L’avantage d’un film comme celui-là, c’est que tout le monde se rejoint dans l’embarras : le public, la critique, Fabrice Luchini, chacun partage sa gêne, s’échange des rictus crispés. D’où une drôle de chaleur complice qui advient au bout de quelques minutes, une fois l’engeance identifiée. Puisqu’on en est là, mieux vaut rire que pleurer, c’est un peu le sentiment général : voir Deneuve imitant la reine d’Angleterre avec l’adresse d’une Amanda Lear aux Grosses Têtes, c’est un peu comme vivre une fin de fête chancelante et anarchique, les masques tombent, tout devient permis, les possibles s’ouvrent, on rigole bien. Tout le film ressemble d’ailleurs à un joyeux sabordage décomplexé, dont on peut finalement rire ici et là. C’est au détriment du film, certes, mais pas seulement : on dirait par endroits que la fine équipe a conscience de tout ça, et se jette à l’eau avec cette espèce de malice suicidaire qu’on peut prendre à s’humilier en public. C’est ce qui place cet Astérix un cran au-dessus de ses prédécesseurs de sinistre mémoire (cf. nos chroniques d’Astérix et Obélix contre César et Astérix et Obélix : Mission Cléopâtre).
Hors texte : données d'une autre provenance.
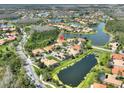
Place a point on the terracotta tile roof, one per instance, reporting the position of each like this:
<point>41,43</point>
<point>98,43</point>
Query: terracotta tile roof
<point>119,63</point>
<point>118,56</point>
<point>111,79</point>
<point>76,47</point>
<point>2,42</point>
<point>49,48</point>
<point>118,70</point>
<point>36,51</point>
<point>97,85</point>
<point>49,62</point>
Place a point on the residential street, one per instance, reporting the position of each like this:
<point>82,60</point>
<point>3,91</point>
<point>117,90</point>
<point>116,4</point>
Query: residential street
<point>28,67</point>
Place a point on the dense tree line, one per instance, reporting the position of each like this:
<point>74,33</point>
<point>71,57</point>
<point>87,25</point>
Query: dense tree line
<point>8,58</point>
<point>41,39</point>
<point>116,27</point>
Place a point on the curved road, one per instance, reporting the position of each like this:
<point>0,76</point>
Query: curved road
<point>103,49</point>
<point>28,62</point>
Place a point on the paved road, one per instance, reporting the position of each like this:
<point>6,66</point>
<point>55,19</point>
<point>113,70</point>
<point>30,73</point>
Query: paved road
<point>28,62</point>
<point>103,49</point>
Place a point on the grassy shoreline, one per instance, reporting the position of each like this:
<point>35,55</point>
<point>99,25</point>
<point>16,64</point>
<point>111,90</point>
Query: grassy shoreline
<point>67,64</point>
<point>80,32</point>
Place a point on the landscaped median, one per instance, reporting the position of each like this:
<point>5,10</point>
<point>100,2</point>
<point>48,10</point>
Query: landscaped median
<point>88,80</point>
<point>67,63</point>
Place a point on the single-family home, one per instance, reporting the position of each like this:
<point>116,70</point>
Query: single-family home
<point>118,70</point>
<point>49,62</point>
<point>37,51</point>
<point>2,41</point>
<point>118,56</point>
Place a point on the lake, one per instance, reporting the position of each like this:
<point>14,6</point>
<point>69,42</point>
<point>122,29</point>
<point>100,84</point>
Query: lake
<point>73,75</point>
<point>98,39</point>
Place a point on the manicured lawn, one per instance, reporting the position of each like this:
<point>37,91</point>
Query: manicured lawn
<point>69,62</point>
<point>51,57</point>
<point>88,80</point>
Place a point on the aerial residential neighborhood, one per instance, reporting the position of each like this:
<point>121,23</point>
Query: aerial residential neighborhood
<point>62,46</point>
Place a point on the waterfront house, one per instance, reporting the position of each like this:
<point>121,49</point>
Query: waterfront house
<point>37,51</point>
<point>74,50</point>
<point>11,37</point>
<point>118,56</point>
<point>48,62</point>
<point>98,85</point>
<point>118,63</point>
<point>49,48</point>
<point>118,70</point>
<point>2,41</point>
<point>114,46</point>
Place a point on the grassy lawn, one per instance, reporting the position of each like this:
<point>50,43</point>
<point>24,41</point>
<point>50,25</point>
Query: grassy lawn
<point>68,63</point>
<point>88,80</point>
<point>51,57</point>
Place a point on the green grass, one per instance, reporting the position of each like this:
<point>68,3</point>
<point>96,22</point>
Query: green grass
<point>51,57</point>
<point>88,80</point>
<point>68,63</point>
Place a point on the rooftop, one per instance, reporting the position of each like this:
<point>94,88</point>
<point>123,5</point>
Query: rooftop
<point>118,70</point>
<point>118,56</point>
<point>111,79</point>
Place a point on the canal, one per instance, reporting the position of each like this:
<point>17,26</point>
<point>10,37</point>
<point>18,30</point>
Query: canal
<point>73,75</point>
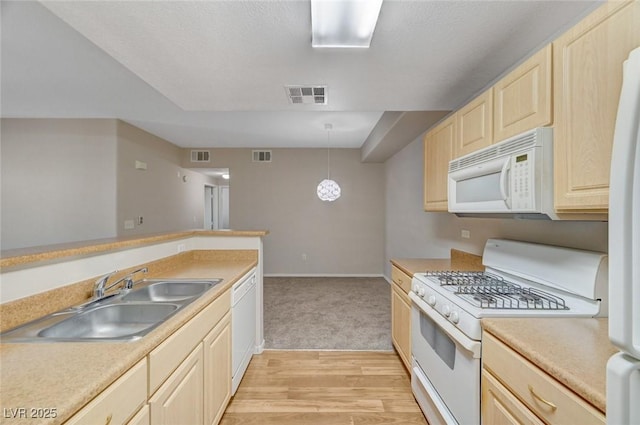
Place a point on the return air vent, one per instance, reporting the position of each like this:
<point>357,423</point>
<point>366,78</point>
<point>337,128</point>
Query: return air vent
<point>307,95</point>
<point>200,156</point>
<point>261,156</point>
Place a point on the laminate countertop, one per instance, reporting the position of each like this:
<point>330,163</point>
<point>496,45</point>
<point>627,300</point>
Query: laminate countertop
<point>66,376</point>
<point>574,351</point>
<point>60,252</point>
<point>459,260</point>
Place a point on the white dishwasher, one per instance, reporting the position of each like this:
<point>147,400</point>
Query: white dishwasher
<point>243,326</point>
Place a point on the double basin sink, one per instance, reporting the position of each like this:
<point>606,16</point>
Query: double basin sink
<point>125,316</point>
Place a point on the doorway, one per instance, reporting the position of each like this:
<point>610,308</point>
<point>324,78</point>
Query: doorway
<point>216,207</point>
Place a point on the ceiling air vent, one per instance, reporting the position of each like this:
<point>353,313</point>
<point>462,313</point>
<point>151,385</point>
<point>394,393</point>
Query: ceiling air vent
<point>200,156</point>
<point>261,156</point>
<point>307,95</point>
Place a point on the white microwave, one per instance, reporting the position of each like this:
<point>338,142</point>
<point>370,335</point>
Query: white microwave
<point>511,179</point>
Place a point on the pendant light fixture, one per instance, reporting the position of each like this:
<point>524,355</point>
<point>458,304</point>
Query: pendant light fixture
<point>328,190</point>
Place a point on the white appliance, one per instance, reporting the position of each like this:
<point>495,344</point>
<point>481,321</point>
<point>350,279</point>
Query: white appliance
<point>521,280</point>
<point>243,326</point>
<point>623,369</point>
<point>513,178</point>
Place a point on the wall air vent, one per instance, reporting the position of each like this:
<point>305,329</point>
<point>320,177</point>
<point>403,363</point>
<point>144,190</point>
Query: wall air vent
<point>200,156</point>
<point>307,95</point>
<point>261,156</point>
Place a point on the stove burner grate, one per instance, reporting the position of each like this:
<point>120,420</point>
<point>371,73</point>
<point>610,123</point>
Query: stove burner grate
<point>513,298</point>
<point>489,291</point>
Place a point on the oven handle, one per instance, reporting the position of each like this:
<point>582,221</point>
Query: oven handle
<point>454,333</point>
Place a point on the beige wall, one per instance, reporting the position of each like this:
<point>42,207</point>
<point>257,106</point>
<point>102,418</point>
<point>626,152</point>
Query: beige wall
<point>58,181</point>
<point>67,180</point>
<point>341,237</point>
<point>412,232</point>
<point>158,194</point>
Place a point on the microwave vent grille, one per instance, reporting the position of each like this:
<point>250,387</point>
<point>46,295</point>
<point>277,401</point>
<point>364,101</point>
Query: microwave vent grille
<point>524,141</point>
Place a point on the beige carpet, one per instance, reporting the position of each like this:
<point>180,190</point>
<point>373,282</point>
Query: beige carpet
<point>327,313</point>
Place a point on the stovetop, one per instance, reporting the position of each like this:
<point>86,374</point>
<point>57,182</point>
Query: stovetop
<point>490,291</point>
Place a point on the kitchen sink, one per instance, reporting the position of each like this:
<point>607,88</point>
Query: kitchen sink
<point>111,321</point>
<point>124,316</point>
<point>171,290</point>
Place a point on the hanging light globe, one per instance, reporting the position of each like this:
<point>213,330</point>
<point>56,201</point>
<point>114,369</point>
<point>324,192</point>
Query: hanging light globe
<point>328,190</point>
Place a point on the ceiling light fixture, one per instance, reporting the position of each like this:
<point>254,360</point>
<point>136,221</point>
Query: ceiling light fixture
<point>328,190</point>
<point>343,23</point>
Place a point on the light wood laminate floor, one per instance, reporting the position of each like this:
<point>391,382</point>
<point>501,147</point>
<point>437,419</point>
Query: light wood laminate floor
<point>324,388</point>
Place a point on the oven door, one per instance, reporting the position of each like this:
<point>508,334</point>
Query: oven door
<point>445,375</point>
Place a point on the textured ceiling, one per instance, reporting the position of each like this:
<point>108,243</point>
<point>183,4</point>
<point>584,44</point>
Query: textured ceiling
<point>212,73</point>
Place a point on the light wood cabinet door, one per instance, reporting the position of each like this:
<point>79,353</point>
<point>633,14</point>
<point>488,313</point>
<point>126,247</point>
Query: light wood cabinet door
<point>522,99</point>
<point>119,402</point>
<point>438,151</point>
<point>401,324</point>
<point>474,125</point>
<point>180,399</point>
<point>587,81</point>
<point>217,371</point>
<point>547,398</point>
<point>142,417</point>
<point>500,407</point>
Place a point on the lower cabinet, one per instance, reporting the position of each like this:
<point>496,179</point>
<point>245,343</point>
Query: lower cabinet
<point>401,315</point>
<point>217,371</point>
<point>180,399</point>
<point>142,417</point>
<point>185,380</point>
<point>515,391</point>
<point>119,402</point>
<point>499,406</point>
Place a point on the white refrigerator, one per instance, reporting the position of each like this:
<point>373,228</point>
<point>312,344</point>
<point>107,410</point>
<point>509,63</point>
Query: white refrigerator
<point>623,368</point>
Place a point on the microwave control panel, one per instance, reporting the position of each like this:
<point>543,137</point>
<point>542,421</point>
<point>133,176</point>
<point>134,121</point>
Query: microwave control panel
<point>522,182</point>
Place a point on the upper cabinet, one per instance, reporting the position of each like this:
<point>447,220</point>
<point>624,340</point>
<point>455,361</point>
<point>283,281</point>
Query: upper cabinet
<point>522,99</point>
<point>473,125</point>
<point>439,145</point>
<point>587,81</point>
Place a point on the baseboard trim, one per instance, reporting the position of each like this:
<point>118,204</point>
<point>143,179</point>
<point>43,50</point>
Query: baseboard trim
<point>324,275</point>
<point>330,349</point>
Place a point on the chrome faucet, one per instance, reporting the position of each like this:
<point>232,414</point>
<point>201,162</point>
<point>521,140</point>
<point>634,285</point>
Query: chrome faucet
<point>128,280</point>
<point>101,287</point>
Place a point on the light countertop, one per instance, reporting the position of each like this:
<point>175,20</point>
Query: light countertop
<point>66,376</point>
<point>459,261</point>
<point>24,256</point>
<point>574,351</point>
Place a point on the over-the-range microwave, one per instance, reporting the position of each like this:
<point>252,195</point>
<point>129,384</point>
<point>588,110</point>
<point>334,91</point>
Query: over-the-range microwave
<point>510,179</point>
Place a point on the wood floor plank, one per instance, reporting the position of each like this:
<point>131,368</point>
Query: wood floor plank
<point>324,388</point>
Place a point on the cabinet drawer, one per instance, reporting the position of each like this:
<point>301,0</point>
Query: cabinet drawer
<point>167,356</point>
<point>546,397</point>
<point>142,417</point>
<point>118,402</point>
<point>401,279</point>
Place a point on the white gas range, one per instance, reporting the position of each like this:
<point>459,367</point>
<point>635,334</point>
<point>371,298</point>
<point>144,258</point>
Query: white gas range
<point>521,279</point>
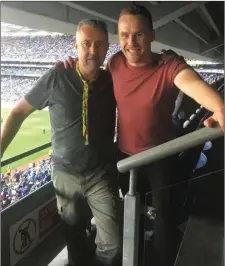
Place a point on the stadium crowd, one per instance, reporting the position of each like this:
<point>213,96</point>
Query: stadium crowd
<point>36,48</point>
<point>42,49</point>
<point>13,87</point>
<point>17,184</point>
<point>12,71</point>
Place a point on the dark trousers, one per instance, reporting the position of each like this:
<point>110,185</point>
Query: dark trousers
<point>78,198</point>
<point>151,181</point>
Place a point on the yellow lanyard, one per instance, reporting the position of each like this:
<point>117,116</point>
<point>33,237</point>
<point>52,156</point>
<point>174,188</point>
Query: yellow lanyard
<point>84,106</point>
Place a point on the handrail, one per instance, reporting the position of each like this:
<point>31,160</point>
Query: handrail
<point>169,148</point>
<point>25,154</point>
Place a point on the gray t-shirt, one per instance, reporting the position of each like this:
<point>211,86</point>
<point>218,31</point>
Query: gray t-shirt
<point>61,90</point>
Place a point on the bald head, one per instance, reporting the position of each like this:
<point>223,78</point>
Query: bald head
<point>91,45</point>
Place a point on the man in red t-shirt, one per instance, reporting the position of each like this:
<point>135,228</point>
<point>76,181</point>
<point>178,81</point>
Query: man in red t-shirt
<point>146,86</point>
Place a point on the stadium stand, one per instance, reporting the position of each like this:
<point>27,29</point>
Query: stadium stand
<point>17,79</point>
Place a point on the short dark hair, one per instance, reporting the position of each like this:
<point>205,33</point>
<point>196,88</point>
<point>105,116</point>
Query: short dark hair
<point>138,10</point>
<point>95,23</point>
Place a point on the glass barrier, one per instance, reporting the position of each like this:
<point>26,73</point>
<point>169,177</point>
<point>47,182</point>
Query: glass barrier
<point>183,223</point>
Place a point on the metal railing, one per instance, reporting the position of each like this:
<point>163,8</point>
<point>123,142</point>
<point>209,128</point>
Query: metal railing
<point>132,200</point>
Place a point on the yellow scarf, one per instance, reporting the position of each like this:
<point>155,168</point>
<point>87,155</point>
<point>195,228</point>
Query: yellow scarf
<point>84,106</point>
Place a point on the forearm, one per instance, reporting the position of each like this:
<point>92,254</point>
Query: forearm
<point>208,97</point>
<point>9,130</point>
<point>191,84</point>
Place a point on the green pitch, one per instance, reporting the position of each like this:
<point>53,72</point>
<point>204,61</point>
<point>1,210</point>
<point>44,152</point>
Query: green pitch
<point>29,136</point>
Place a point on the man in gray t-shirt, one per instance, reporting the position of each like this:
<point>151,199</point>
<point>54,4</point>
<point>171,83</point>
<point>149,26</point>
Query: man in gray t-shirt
<point>82,114</point>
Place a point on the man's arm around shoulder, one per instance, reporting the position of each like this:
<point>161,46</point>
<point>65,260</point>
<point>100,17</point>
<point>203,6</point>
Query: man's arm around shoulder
<point>14,121</point>
<point>191,84</point>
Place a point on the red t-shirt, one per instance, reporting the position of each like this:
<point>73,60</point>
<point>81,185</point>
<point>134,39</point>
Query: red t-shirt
<point>145,100</point>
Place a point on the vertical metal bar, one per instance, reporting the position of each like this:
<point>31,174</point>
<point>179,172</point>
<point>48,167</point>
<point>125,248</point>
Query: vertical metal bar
<point>133,182</point>
<point>131,223</point>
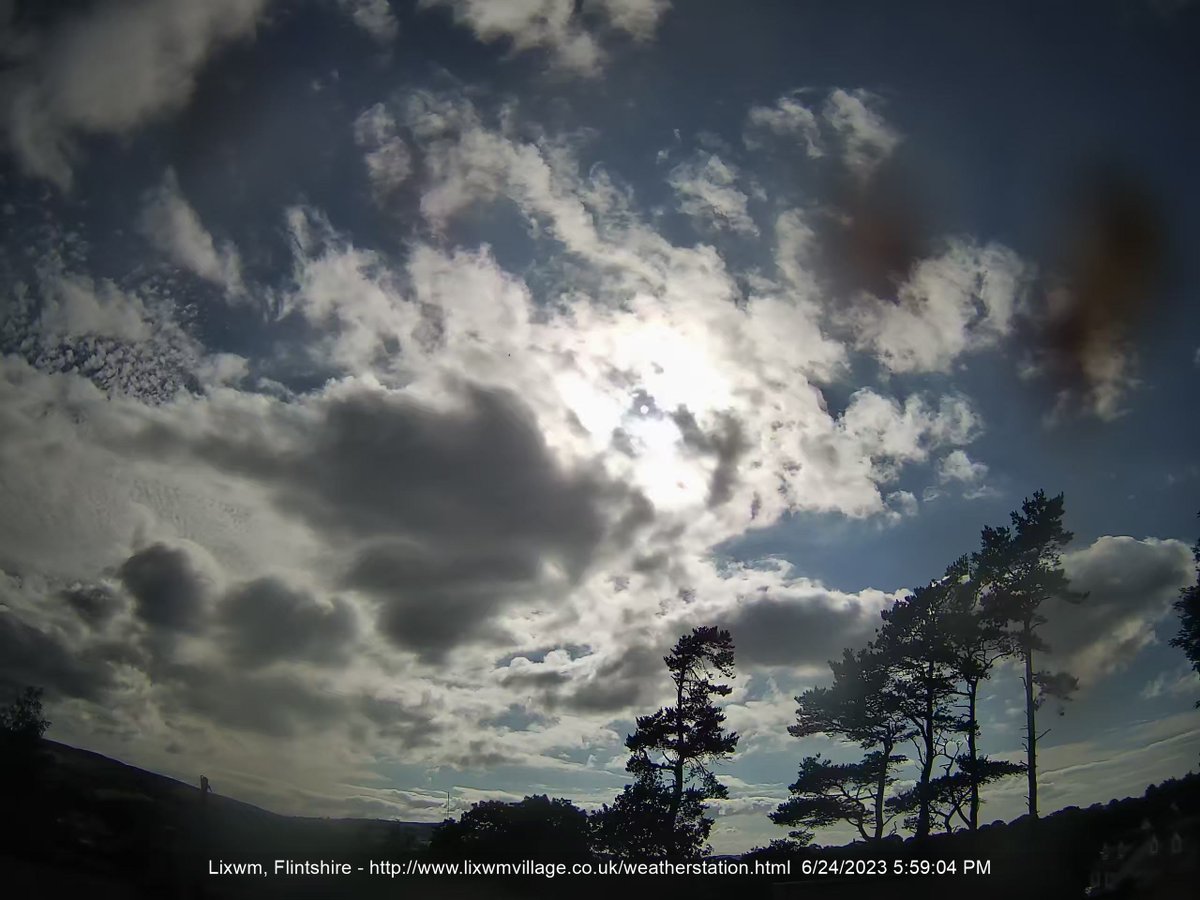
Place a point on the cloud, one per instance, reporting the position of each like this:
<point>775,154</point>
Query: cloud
<point>865,137</point>
<point>958,468</point>
<point>787,118</point>
<point>171,591</point>
<point>961,300</point>
<point>387,157</point>
<point>708,193</point>
<point>270,621</point>
<point>109,70</point>
<point>555,27</point>
<point>1132,585</point>
<point>174,228</point>
<point>802,624</point>
<point>375,17</point>
<point>441,510</point>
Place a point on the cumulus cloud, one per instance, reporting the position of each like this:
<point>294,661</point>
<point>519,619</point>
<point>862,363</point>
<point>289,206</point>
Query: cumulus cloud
<point>787,118</point>
<point>109,70</point>
<point>957,468</point>
<point>375,17</point>
<point>867,138</point>
<point>959,301</point>
<point>385,155</point>
<point>268,621</point>
<point>802,625</point>
<point>174,228</point>
<point>567,35</point>
<point>1132,585</point>
<point>171,591</point>
<point>708,192</point>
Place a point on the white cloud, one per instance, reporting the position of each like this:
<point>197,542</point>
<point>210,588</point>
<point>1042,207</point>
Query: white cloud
<point>1181,682</point>
<point>865,137</point>
<point>959,301</point>
<point>387,157</point>
<point>1132,586</point>
<point>555,27</point>
<point>375,17</point>
<point>787,118</point>
<point>960,469</point>
<point>708,192</point>
<point>109,70</point>
<point>171,225</point>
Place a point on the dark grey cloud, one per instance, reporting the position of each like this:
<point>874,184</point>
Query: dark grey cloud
<point>773,630</point>
<point>448,516</point>
<point>1131,586</point>
<point>167,589</point>
<point>516,718</point>
<point>409,725</point>
<point>31,655</point>
<point>276,705</point>
<point>628,678</point>
<point>267,621</point>
<point>627,681</point>
<point>95,604</point>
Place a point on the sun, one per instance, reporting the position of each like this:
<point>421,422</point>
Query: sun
<point>667,371</point>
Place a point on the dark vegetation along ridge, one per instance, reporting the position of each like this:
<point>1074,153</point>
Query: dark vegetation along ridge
<point>82,821</point>
<point>106,829</point>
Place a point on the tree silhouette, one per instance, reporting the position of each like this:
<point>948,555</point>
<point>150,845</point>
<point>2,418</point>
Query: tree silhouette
<point>922,678</point>
<point>22,768</point>
<point>1188,607</point>
<point>535,828</point>
<point>1019,568</point>
<point>826,792</point>
<point>954,793</point>
<point>672,749</point>
<point>859,707</point>
<point>637,825</point>
<point>977,641</point>
<point>22,721</point>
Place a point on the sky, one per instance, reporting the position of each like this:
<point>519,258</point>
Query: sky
<point>385,387</point>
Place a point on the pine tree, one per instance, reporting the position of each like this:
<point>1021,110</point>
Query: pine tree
<point>1020,568</point>
<point>1188,607</point>
<point>672,750</point>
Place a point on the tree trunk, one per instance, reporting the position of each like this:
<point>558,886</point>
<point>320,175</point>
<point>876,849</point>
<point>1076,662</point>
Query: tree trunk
<point>973,755</point>
<point>927,766</point>
<point>677,787</point>
<point>1031,745</point>
<point>881,786</point>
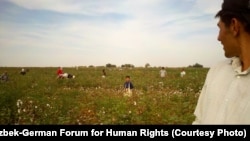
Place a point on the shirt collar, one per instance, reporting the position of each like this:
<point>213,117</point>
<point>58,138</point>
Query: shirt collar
<point>236,65</point>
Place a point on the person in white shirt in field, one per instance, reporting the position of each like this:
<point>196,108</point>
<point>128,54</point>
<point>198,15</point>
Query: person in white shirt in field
<point>163,72</point>
<point>225,96</point>
<point>183,73</point>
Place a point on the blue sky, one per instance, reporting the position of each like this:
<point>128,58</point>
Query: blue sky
<point>171,33</point>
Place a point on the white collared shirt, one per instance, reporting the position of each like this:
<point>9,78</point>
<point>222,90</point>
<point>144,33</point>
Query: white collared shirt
<point>225,96</point>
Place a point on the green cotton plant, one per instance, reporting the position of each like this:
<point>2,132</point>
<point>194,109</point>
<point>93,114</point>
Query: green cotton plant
<point>40,98</point>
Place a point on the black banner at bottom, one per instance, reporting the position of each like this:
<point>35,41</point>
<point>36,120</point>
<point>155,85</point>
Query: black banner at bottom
<point>239,132</point>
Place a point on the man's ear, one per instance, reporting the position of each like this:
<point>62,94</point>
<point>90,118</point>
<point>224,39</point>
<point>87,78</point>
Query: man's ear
<point>235,26</point>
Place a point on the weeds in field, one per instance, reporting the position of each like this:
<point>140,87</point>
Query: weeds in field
<point>39,98</point>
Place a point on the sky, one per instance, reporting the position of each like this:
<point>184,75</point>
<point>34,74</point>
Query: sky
<point>48,33</point>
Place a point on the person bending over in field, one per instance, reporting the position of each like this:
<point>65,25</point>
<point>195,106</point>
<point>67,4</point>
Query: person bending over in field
<point>59,73</point>
<point>128,85</point>
<point>5,76</point>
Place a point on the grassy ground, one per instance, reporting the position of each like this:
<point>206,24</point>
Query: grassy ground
<point>39,98</point>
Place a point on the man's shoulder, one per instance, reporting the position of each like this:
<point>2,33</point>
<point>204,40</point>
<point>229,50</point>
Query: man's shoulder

Explicitons : tous les Astérix sont nuls pour des raisons différentes (la filiation Fort Boyard chez Zidi, la ménagerie Canal en plein entre-soi chez Chabat, le cynisme pompier chez Langmann), mais se retrouvent sur un trait particulièrement hypocrite, « le souci de fidélité ». Le vieux mythe croupi était convoqué à l’intérieur de chaque film, et débordait dans leurs promos (celle du second, en particulier, brandissait vainement la banderole de l’adaptation popu ENFIN réussie). Astérix et Obélix au service de sa majesté, lui, au moins, est tellement loin dans la négligence et la trahison qu’il enterre une bonne fois pour toutes ce mirage pour gogos qu’est la l’adaptation « fidèle ». Caster Edouard Baer est pertinent à cet égard : le contrepied est si absurde qu’il rend presque les scènes théoriques, des questions d’interprétation dramatique se soulèvent malgré lui. En le contemplant en dragueur verbeux, déblatérant façon Cravate club pour séduire la Gauloise ou la Bretonne moyennes, on n’est même plus censé voir Astérix, ni même une « variation » autour d’Astérix ; on est tout simplement censé voir Baer avec une moustache fluo, occupé à gigoter et faire le zouave. A son image, tout le film sabote les choses, aggrave partout son cas, à quelques exceptions près (certains prennent leur travail au sérieux, à l’image des artisans Lemercier ou Luchini : les deux brillent, l’une en matrone british, l’autre en Jules César théâtreux). Exit aussi l’assommoir pyrotechnique du troisième volet : le film s’assume comme enchaînement de sketches bon marché, aplanis, laids, et sourit même parfois de sa triste allure, beau joueur. Avec ce renoncement total au principe de « crédibilité », on échappe aux apparats du blockbuster franchouillard, et surtout à l’hommage dégoulinant à Goscinny. De quoi remettre les Zidi ou les Langmann à leur place de « Viollet-le-Duc de l’adaptation », comme dirait Bazin. C’est mieux que rien, bravo Astérix.